Passage (William James, *The Will to Believe*, 1896, Section I): "Let us give the name of *hypothesis* to anything that may be proposed to our belief; and just as the electricians speak of live and dead wires, let us speak of any hypothesis as either *live* or *dead*. A live hypothesis is one which appeals as a real possibility to him to whom it is proposed. If I ask you to believe in the Mahdi, the notion makes no electric connection with your nature — it refuses to scintillate with any credibility at all. As an hypothesis it is completely dead. To an Arab, however (even if he be not one of the Mahdi's followers), the hypothesis is among the mind's possibilities: it is alive. This shows that deadness and liveness in an hypothesis are not intrinsic properties, but relations to the individual thinker. They are measured by his willingness to act. Next, let us call the decision between two hypotheses an *option*. Options may be of several kinds. They may be — 1, *living* or *dead*; 2, *forced* or *avoidable*; 3, *momentous* or *trivial*; and for our purposes we may call an option a *genuine* option when it is of the forced, living, and momentous kind. " The reference to the Mahdi serves primarily to:
Aintroduce a religious doctrine that James will later argue must be accepted on faith.
Bprovide a concrete case that illustrates how the same hypothesis can be live for one audience and dead for another.
Cdismiss Islamic theology as making no contact with reason.
Dshow that all religious hypotheses are dead to the modern intellectual.
Answer & Solution
Correct answer: B. provide a concrete case that illustrates how the same hypothesis can be live for one audience and dead for another.
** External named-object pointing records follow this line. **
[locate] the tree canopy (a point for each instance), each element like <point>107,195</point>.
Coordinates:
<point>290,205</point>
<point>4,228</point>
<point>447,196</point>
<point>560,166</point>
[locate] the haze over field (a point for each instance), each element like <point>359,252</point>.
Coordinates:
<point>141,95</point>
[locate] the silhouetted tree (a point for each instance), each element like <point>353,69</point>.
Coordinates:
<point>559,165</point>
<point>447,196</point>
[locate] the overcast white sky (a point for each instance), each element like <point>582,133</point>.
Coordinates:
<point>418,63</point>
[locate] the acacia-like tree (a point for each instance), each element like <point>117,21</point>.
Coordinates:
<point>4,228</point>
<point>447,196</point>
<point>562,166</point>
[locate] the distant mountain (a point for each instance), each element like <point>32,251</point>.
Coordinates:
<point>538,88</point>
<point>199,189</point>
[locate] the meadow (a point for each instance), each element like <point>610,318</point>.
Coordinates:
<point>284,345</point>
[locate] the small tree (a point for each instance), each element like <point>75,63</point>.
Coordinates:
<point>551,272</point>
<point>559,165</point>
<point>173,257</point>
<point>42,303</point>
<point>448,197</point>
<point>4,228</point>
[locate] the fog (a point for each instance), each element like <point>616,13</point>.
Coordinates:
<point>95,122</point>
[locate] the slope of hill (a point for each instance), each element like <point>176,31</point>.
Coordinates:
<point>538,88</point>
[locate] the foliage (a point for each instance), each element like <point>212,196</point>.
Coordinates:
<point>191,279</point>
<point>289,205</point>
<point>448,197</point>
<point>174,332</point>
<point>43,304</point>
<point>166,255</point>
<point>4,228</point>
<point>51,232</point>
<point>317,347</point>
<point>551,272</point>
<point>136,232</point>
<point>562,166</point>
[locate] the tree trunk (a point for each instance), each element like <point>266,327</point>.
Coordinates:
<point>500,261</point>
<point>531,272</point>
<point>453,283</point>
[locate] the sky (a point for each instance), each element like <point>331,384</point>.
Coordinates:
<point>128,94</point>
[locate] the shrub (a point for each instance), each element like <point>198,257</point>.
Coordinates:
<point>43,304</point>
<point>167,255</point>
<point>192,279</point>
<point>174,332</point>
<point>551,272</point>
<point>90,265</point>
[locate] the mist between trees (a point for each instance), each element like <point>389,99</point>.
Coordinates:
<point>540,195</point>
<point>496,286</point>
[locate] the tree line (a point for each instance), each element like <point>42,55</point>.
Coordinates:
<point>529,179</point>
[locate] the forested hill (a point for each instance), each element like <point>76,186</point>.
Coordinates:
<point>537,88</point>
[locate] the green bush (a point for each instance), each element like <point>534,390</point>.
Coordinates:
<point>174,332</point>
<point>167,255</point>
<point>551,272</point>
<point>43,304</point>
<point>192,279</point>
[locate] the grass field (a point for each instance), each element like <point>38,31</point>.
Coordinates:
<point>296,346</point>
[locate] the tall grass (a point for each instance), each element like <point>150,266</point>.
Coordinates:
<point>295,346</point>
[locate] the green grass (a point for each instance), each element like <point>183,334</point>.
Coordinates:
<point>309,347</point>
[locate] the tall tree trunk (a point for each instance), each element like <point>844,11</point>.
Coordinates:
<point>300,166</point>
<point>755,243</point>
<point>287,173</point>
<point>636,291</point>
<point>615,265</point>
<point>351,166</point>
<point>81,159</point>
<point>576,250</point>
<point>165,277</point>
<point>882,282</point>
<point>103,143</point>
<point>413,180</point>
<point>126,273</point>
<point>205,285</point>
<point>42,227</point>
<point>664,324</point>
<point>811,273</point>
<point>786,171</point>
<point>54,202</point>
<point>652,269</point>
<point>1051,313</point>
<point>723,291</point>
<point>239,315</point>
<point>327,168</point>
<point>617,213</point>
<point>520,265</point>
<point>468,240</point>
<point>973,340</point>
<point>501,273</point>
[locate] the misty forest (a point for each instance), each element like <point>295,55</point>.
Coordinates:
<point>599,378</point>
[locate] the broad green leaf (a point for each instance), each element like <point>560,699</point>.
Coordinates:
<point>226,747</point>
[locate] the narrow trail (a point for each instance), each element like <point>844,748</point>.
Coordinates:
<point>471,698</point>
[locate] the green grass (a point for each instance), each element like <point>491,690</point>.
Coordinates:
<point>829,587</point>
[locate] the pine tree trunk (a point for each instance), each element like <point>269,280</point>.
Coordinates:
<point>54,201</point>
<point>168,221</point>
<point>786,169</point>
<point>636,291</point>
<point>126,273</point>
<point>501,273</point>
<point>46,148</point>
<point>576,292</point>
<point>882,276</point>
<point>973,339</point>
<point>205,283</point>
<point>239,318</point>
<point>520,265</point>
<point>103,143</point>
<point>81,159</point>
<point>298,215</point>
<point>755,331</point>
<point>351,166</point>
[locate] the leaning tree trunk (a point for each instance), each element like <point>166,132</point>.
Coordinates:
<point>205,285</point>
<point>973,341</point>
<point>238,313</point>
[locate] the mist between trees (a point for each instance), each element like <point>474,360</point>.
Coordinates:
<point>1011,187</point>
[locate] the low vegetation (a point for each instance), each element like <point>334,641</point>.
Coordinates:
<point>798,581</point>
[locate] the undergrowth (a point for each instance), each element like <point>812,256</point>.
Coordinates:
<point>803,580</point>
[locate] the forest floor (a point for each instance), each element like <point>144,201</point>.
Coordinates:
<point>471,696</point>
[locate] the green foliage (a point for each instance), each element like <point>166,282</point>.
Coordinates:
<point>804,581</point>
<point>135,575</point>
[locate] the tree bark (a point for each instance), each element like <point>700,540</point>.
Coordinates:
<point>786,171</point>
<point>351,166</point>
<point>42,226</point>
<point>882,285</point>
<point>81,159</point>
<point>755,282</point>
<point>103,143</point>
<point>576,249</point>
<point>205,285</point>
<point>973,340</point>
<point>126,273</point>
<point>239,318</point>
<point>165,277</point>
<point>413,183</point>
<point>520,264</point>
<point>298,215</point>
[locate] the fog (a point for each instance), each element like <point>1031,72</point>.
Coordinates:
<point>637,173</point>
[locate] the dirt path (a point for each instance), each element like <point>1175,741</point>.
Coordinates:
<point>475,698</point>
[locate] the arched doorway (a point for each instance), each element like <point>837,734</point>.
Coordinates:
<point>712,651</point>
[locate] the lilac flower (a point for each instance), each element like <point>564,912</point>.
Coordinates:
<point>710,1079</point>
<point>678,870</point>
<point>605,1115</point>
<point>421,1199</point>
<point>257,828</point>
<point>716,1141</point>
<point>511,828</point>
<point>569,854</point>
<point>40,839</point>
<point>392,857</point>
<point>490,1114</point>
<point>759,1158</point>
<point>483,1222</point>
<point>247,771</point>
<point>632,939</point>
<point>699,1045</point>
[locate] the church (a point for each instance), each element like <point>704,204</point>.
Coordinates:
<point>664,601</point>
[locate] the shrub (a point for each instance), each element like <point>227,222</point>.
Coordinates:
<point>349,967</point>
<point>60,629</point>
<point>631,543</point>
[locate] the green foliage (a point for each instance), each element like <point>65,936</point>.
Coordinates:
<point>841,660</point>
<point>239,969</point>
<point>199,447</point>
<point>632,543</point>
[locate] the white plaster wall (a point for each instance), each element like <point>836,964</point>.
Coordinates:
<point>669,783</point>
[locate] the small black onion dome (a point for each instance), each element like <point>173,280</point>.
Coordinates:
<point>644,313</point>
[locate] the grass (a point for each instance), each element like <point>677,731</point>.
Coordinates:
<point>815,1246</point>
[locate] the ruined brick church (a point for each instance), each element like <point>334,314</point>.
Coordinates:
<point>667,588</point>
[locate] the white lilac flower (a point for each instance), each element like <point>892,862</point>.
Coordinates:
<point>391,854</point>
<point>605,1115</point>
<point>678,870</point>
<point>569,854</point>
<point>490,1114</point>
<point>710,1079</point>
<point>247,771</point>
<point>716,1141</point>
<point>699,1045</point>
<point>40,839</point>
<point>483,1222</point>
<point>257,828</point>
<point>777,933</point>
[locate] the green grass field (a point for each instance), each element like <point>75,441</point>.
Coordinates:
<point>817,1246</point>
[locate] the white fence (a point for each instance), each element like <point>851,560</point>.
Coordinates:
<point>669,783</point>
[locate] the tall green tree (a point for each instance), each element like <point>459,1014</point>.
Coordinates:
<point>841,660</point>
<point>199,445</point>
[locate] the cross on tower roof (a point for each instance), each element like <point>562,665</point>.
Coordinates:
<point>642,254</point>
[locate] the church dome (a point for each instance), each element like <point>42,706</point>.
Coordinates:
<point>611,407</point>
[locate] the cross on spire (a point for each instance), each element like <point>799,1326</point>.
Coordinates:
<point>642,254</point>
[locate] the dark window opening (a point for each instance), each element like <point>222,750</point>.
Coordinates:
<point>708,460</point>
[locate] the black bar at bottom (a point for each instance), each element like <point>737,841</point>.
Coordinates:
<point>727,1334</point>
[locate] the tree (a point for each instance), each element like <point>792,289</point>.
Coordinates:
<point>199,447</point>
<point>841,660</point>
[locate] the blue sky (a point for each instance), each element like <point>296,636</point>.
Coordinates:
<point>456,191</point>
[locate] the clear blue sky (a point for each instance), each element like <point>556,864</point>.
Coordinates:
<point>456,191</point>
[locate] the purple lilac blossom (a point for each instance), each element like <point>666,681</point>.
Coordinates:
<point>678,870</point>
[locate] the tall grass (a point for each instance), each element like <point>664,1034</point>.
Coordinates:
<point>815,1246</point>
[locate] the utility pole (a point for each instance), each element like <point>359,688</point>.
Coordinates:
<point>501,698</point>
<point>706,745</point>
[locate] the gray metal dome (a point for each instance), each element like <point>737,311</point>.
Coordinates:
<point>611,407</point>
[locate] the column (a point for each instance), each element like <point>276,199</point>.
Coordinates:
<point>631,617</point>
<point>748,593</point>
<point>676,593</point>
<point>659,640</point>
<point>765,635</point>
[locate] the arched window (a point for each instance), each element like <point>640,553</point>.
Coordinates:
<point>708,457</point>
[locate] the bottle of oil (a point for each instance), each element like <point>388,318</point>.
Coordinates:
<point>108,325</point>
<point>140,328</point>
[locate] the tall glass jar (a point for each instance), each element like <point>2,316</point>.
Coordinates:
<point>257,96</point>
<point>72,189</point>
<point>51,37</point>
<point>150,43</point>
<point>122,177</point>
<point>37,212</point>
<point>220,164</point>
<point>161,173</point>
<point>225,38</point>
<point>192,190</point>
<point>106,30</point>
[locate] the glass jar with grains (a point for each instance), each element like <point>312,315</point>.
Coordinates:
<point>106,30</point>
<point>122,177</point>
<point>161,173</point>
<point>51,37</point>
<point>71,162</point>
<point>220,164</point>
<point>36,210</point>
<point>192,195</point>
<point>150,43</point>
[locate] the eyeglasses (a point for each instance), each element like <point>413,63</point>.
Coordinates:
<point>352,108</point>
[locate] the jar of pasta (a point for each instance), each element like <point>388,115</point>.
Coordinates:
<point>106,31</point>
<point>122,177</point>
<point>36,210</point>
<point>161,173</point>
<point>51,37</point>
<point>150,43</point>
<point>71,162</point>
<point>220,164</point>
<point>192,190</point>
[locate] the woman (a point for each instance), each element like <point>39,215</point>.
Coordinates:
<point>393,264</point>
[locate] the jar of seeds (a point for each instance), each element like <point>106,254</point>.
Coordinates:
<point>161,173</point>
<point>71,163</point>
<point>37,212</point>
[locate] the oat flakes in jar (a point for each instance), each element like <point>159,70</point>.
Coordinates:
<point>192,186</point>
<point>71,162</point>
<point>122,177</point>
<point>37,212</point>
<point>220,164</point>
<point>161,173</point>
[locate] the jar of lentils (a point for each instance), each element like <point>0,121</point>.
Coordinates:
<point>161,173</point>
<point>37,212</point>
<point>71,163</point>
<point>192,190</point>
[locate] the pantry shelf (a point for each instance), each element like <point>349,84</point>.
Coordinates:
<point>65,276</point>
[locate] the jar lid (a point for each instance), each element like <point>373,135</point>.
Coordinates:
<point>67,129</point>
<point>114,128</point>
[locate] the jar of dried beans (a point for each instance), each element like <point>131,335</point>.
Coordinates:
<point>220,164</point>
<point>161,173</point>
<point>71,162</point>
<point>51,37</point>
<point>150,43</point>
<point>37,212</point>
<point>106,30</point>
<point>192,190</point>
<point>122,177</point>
James pairs two readings of the *same* hypothesis: dead to his (American academic) audience, alive to an Arab thinker. The example is a *contrast device* — its job is to make the relativity of liveness vivid. James says immediately afterward: "This shows that deadness and liveness in an hypothesis are not intrinsic properties, but relations to the individual thinker."
- **A** is wrong because the Mahdi is not advanced as a doctrine to accept; it is named only to test the *concept of liveness*.
- **C** misreads James's tone; his "no electric connection with your nature" describes the *audience's* relation to the hypothesis, not a verdict on Islamic theology.
- **D** overgeneralises — the passage does not claim all religious hypotheses are dead to moderns.